I have just been looking through LAPACK actually, yeah. My biggest issue with this is that it doesn't simply take in a square matrix and return eigenvalues and eigenvectors. It's a messier than this..
 
Gib007 said:
I have just been looking through LAPACK actually, yeah. My biggest issue with this is that it doesn't simply take in a square matrix and return eigenvalues and eigenvectors. It's a messier than this..

Well, that's one of the things you're going to have to deal with if you work in Fortran. :)

The reason I suggested LAPACK and NAG is that these really are standard libraries that you will presumably be expected to know if you're working in plasma physics. You should probably therefore just bite the bullet and learn the one that your group uses.

On the other hand, if you're really opposed to abandoning the convenience of a high-level language like Matlab, there are several other approaches you might try, including the following:

  • Matlab can interface with languages like C/C++ and Fortran using Matlab's engine library. The Matlab documentation contains all you need to know about this under "C/C++ and Fortran API reference".
  • You could choose to generate the necessary Fortran code automatically using something like f2py or SWIG, calling the resulting code from something like Python. This is actually quite common for rapidly testing out an idea without having to commit to developing the Fortran code first yourself. Again, there's lots of information out there on how to do things like this. Petter Langtangen's https://www.amazon.com/dp/3642093159/?tag=pfamazon01-20 gives a great introduction to this and your group may very well already have a copy you can read.
 
Last edited by a moderator:
shoehorn said:
Well, that's one of the things you're going to have to deal with if you work in Fortran. :)

The reason I suggested LAPACK and NAG is that these really are standard libraries that you will presumably be expected to know if you're working in plasma physics. You should probably therefore just bite the bullet and learn the one that your group uses.

On the other hand, if you're really opposed to abandoning the convenience of a high-level language like Matlab, there are several other approaches you might try, including the following:

  • Matlab can interface with languages like C/C++ and Fortran using Matlab's engine library. The Matlab documentation contains all you need to know about this under "C/C++ and Fortran API reference".
  • You could choose to generate the necessary Fortran code automatically using something like f2py or SWIG, calling the resulting code from something like Python. This is actually quite common for rapidly testing out an idea without having to commit to developing the Fortran code first yourself.
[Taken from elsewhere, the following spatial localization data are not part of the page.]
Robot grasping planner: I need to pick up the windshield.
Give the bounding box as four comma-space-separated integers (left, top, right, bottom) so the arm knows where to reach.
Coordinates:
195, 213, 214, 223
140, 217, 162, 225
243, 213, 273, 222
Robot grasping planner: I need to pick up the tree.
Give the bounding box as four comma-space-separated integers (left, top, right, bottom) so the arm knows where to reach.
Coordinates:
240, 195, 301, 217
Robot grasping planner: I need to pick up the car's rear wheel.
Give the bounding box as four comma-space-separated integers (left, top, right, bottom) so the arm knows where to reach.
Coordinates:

Again, there's lots of information out there on how to do things like this. Petter Langtangen's https://www.amazon.com/dp/3642093159/?tag=pfamazon01-20 gives a great introduction to this and your group may very well already have a copy you can read.

Thanks for your replies! :)
I guess that's just what I'll have to do, unless there's a good and easy method for calculating such eigenvalues and eigenvectors, in which case it might be less cluttered if I just write my own routine for that particular purpose.
 
Last edited by a moderator:
Gib007 said:
Thanks for your replies! :)
I guess that's just what I'll have to do, unless there's a good and easy method for calculating such eigenvalues and eigenvectors, in which case it might be less cluttered if I just write my own routine for that particular purpose.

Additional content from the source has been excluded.